Troubleshooting Pexels MCP Server with LlamaIndex
Common issues when connecting Pexels to LlamaIndex through the Vinkius, and how to resolve them.
BasicMCPClient not found
pip install llama-index-tools-mcpPexels + LlamaIndex FAQ
Common questions about integrating Pexels MCP Server with LlamaIndex.
How does LlamaIndex connect to MCP servers?
Can I combine MCP tools with vector stores?
Does LlamaIndex support async MCP calls?
Connect Pexels with your favorite client
Step-by-step setup guides for every MCP-compatible client and framework:
Anthropic's native desktop app for Claude with built-in MCP support.
AI-first code editor with integrated LLM-powered coding assistance.
GitHub Copilot in VS Code with Agent mode and MCP support.
Purpose-built IDE for agentic AI coding workflows.
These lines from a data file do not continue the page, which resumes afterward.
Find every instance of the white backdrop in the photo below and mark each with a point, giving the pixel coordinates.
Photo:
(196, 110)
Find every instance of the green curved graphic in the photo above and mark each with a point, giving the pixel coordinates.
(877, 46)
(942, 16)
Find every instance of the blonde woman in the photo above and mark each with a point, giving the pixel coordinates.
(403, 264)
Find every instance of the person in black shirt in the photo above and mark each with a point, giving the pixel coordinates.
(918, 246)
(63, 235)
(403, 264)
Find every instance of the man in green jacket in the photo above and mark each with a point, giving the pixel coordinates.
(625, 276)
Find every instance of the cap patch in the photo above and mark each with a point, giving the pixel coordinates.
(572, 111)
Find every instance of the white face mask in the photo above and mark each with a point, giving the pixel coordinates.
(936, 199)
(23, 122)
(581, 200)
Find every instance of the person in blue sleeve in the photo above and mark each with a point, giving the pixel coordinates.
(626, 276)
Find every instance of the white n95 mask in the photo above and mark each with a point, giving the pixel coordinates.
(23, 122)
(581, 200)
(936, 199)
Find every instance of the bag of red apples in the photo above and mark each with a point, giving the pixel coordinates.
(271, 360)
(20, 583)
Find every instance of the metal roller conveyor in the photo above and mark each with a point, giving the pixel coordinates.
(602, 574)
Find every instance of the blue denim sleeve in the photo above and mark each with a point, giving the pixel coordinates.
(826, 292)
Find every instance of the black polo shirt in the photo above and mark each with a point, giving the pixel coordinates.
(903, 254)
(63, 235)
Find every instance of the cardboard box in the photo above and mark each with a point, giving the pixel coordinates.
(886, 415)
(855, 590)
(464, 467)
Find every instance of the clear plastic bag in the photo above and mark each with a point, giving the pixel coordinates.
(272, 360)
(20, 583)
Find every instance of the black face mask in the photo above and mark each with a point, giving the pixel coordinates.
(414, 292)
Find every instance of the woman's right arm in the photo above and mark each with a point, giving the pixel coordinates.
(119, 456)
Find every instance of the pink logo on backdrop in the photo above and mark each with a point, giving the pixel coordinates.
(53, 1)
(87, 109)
Autonomous AI coding agent that runs inside VS Code.
Anthropic's agentic CLI for terminal-first development.
Python SDK for building production-grade OpenAI agent workflows.
Google's framework for building production AI agents.
Type-safe agent development for Python with first-class MCP support.
TypeScript toolkit for building AI-powered web applications.
TypeScript-native agent framework for modern web stacks.
Python framework for orchestrating collaborative AI agent crews.
Leading Python framework for composable LLM applications.
Data-aware AI agent framework for structured and unstructured sources.
Microsoft's framework for multi-agent collaborative conversations.
Connect Pexels to LlamaIndex
Get your token, paste the configuration, and start using 10 tools in under 2 minutes. No API key management needed.